I knew that effect perfectly well from brute experience. Accumulated power didn’t simply leach away harmlessly into the air. “Fair enough,” I said, for again, I had to trust him. “But how will they be stopped?”
“Stopped from what?”
Feeling foolish, I answered, “Attacking Blackblood. I have declared myself their enemy. Surely my errand is of no account for them now.” Though abandoning my wrongful attack against Blackblood would just return the twins to the hunt for Desire’s daughters. Including the Lily Goddess. Which was no improvement at all. I had laid quite a trap for myself.

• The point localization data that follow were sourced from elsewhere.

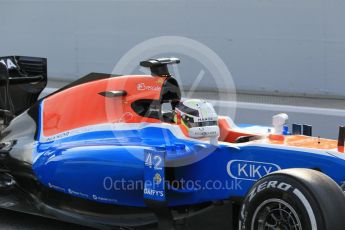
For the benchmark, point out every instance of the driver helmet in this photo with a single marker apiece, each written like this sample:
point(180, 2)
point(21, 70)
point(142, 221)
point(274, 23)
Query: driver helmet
point(198, 117)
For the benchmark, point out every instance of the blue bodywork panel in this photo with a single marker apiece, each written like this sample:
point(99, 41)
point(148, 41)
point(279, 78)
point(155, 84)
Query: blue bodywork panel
point(111, 166)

“Their work feeds their bond. You have put the brothers on a trail. They will hunt that trail until they make their kill. Or until they are thwarted.”
“Iso and Osi are not human, are they?”
He shrugged. “Neither am I.”
That was difficult to answer. Instead, I focused on the problem at hand. “I must now oppose what I have begun with the twins. Then I must find a way to turn the Selistani embassy from attacking the Lily Goddess.”
“Let them all kill each other.”
“No. There is a child at stake.”
He favored me with a curious stare. “You would upset the fate of cities for one child?”
I felt myself grow hot. “If not for one child, then for whom? How many count? If we stop at one, we may as well never try at all.”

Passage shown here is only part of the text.